We described the bottom line back in February as follows:
"The good news is that my wife and I are now able to buy a healthcare plan with a $500 deductible. The bad news is that the annual premium is $10,200. before the ACA, we could have purchased a plan with identical coverage and a $3,000 deductible for an annual premium of $2,400. So we're paying an additional $7,800 per year to buy our deductible down by $2,500. Not a great deal."

In that February posting and in this August 2013 post (The Real Healthcare Scam), I covered how both Republicans and Democrats refuse to address the real cause of exploding healthcare costs: the refusal to address the monopolistic and anti-competitive pricing practices of the entire healthcare industry. Everyday, hospitals, pharmaceutical companies, doctors, and insurance companies operate their businesses in ways that would put the managers of any other industry in the US into jail for failure to comply with the nations anti-trust laws. Healthcare consumers in this country bear the burden for this lack of government oversight.

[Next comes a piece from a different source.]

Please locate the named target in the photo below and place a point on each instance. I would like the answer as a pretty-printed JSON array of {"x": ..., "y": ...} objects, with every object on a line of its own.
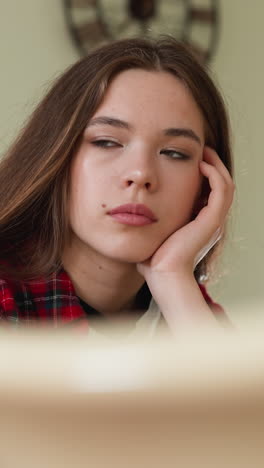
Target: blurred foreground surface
[{"x": 194, "y": 402}]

Effectively, all Obamacare has accomplished is make available insurance policies on structured exchanges at higher costs than before. I maintain that until these higher costs hit the employer provided plans, and most importantly, the medicare community, that there won't be much demand for change. Well now the other shoe has dropped and the new plans for 2015 are being rolled out. For us, we're seeing deductibles go from $500 to $10,000 for the same coverage. If we're willing to pay 50% of the costs (up from 0% this year) for all services (doctor visits, lab work, hospital visits, prescriptions, etc.) then we can drop our deductible to $250. That's great as long as we never use the $10,200 annual premium insurance.

So it looks like plans are keeping the premiums the same for 2015, but are drastically passing on the costs of using the insurance on to the policy holders. Alternatively, we could pay about 50% more in premiums ($15,000 annually) and keep our 2014 coverage levels.

Again, when this cost shift starts to happen in the employer plan and medicare markets it's hopefully game over. Maybe then the citizens of this country will start to wake up and demand that our politicians quit bowing to the largest lobby in the country and finally address the real cause of spiraling healthcare costs. I'm not holding my breath though.

In the meantime, we'll continue paying $10,200 per year for coverage that we will try our best to never use. That's when the real costs to us would kick in. Paying 50% of the cost for a criminally priced $40,000 hospital visit would be a real budget buster!